Island off the coast of Jamaica

Great Goat Island is a cay located less than a mile off the coast of Jamaica, southwest of the Hellshire Hills. It is part of Saint Catherine Parish. Along with Little Goat Island located northwest of it, these two cays make up the Goat Islands, which are within the Portland Bight Protected Area.

The Spanish, who occupied Jamaica from the fifteenth century, used the Goat Islands as a part of their defence system:

"Don Fernando Melgarejo deCordova, Your Governor of the island of Jamaica,... On the 15th March [1598] after having driven from the port a hulk and tender of corsairs, he had information that they were three leagues outside the port at a Cay called "The Goats", and crews from the vessels, on the shore cutting Brazil wood and loading it. He went personally in two boats to disembark in some mangrove thickets and swamps, because the port was occupied, and so as not to be detected he went at midnight and supplied the people, at his own expense, with arms and munitions and provisions; and, in an ambuscade that he made, he captured and killed many with great risk to his person on account of the pieces of artillery they discharged."

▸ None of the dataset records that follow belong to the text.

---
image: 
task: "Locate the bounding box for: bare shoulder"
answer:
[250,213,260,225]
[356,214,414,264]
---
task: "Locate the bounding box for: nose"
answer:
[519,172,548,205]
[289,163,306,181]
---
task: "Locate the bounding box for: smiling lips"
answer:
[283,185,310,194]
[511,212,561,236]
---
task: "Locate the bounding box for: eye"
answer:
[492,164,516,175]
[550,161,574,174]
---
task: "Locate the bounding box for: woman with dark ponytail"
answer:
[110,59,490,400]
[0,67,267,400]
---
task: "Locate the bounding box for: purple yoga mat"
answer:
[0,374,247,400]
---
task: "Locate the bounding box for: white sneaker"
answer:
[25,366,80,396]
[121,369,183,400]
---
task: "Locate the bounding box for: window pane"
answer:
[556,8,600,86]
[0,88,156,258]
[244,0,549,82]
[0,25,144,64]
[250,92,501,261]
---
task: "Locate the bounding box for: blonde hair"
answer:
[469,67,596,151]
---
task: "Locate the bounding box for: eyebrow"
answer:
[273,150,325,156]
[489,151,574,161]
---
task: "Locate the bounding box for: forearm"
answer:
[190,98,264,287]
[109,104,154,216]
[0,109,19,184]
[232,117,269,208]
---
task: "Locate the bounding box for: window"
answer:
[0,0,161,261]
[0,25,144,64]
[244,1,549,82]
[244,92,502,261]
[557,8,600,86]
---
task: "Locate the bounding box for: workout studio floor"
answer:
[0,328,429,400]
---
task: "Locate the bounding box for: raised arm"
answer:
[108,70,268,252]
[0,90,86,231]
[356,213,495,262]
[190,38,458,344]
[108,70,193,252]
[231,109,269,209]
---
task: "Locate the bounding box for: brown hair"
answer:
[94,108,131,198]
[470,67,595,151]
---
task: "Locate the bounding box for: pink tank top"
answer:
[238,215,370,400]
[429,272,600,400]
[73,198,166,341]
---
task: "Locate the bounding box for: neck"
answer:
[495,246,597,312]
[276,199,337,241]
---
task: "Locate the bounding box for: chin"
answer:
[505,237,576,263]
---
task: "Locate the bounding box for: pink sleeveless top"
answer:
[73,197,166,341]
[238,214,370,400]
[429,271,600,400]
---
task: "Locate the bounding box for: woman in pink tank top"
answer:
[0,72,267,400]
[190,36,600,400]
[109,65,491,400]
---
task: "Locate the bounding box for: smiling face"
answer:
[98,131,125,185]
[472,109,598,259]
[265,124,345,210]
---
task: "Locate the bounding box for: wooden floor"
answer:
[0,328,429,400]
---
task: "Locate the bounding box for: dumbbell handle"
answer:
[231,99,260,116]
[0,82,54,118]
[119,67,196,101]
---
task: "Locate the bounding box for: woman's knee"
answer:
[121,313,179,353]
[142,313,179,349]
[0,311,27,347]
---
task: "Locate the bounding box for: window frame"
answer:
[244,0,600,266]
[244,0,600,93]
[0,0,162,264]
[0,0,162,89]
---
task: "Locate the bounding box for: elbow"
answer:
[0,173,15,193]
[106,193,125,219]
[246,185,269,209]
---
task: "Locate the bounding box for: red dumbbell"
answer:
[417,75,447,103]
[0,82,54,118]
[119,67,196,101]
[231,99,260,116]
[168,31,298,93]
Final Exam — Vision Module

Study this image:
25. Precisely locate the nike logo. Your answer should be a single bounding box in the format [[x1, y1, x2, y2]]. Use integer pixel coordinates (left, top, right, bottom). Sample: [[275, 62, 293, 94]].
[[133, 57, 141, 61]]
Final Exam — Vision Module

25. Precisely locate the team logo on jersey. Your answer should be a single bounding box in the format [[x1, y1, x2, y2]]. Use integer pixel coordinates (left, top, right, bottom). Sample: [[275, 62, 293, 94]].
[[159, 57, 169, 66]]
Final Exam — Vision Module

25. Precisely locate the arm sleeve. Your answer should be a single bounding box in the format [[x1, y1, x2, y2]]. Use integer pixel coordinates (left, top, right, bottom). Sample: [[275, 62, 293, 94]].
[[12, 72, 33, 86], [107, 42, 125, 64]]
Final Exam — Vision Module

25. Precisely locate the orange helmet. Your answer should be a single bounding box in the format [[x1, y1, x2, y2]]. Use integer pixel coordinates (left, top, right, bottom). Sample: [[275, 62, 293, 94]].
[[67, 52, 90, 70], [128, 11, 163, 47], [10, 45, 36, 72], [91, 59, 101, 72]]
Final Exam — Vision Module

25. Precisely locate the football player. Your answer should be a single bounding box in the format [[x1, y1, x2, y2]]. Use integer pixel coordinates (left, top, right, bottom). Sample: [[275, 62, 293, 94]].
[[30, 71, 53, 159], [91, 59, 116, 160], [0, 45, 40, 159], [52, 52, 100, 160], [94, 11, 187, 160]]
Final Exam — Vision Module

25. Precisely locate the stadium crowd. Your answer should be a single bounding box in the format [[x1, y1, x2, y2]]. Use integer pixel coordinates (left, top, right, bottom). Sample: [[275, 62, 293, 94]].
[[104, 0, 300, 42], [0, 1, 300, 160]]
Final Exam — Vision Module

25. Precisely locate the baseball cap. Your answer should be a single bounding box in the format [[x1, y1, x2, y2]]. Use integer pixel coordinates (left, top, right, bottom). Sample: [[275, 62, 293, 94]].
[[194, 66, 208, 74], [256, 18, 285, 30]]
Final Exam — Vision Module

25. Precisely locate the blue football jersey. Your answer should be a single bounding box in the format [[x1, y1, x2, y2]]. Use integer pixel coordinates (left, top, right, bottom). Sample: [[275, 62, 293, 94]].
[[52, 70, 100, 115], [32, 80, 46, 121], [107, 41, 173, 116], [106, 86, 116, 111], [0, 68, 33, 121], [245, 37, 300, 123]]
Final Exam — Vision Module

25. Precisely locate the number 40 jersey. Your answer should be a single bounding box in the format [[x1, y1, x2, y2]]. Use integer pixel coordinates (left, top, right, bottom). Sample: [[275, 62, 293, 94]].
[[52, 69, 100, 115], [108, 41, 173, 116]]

According to the records of Jamaican land grants and patents, the cays were in the hands of private owners for several centuries after the arrival of the English in the 17th century. Most notable of these was Sir Thomas Lynch, a governor of Jamaica, who owned the islands from 1682-1684.

According to the Morning Journal, April 16, 1838: "All that valuable and extensive run of land, called Great Goat Island, containing about 1,500 acres, all in heavy wood, upwards of 30 years growth. The above run of land not only abounds in the best hardwood timbers, but also a great quantity of limestone of superior quality; and as a fishing station, Spanish Town and its vicinity is chiefly and abundantly supplied there from."

During WWII, an agreement between the UK and the US saw the islands converted to a US naval and air base.

These cays were previously home to the Jamaican Iguana until the 1940s, when the population was thought to have become extinct, mainly due to predation by introduced small Indian mongooses and habitat alteration by feral goats.

The island, as of September 2013, was being considered as the base for a Chinese funded transhipment hub. Since then the Jamaican government has committed to establish the Goat Islands as a conservation sanctuary.